Standard & Poor’s Ratings Services said today that it has revised its outlook on the core operating entities of French credit insurance group Coface to negative from stable. The core entities are:
— France-based Coface S.A.,
— Germany-based Coface Kreditversicherung AG,
— Italy-based Coface Assicurazioni SpA,
— U.S.-based Coface North America Insurance Co.,
— Austria-based Coface Austria Kreditversicherung AG and,
— Germany-based Coface Finanz GmbH.
S&P also affirmed the ‘A’ long-term counterparty credit and insurer financial strength ratings on Coface and the ‘A-1’ short-term ratings on Coface Kreditversicherung AG and Coface Finanz GmbH, and removed the long-term counterparty credit and insurer financial strength ratings from CreditWatch, where they were placed with negative implications on Dec. 10, 2009.
“The outlook revision reflects our view that Coface’s capital adequacy has deteriorated in 2009 from already weak levels,” explained credit analyst Marie-Aude Salinas. S&P said it also factors in the challenges we believe the company will face in restoring its capital adequacy, despite a €175 million [$250 million] capital injection by parent Natixis S.A. to levels more commensurate with the current ratings.”
Salinas added: “The negative outlook reflects our expectations that we could lower the ratings if Coface does not restore capital adequacy to a ‘good’ level within one year, as measured by Standard & Poor’s risk-based insurance model without our 1.25 stress weighting, either through additional risk measures, additional capital raising, or earnings.”
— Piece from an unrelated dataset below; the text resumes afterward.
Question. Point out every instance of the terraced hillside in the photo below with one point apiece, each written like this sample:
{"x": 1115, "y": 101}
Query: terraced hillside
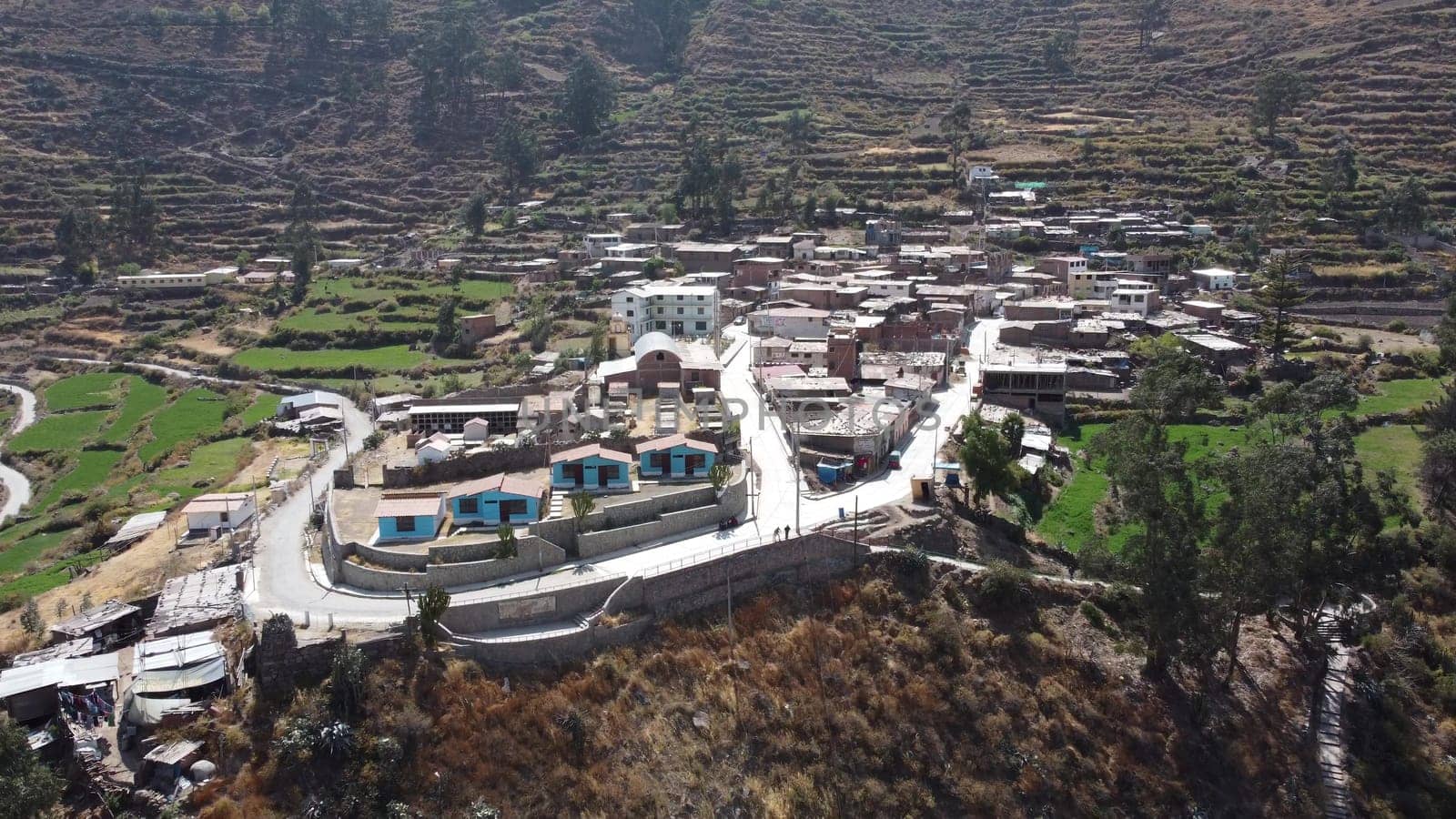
{"x": 228, "y": 116}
S&P also noted that it would “consider a downgrade if Coface’s earnings exacerbate pressure on capital adequacy, either because the insurer’s net combined ratio is above 145 percent in 2009 or is unlikely to recover close to 100 percent in 2010. Similarly, we could lower the ratings if the parent shows signs of diminishing support to Coface.
“Conversely, we could consider a positive rating action if Coface’s capital adequacy recovers more quickly than we currently expect and its earnings exceed our earnings expectation.”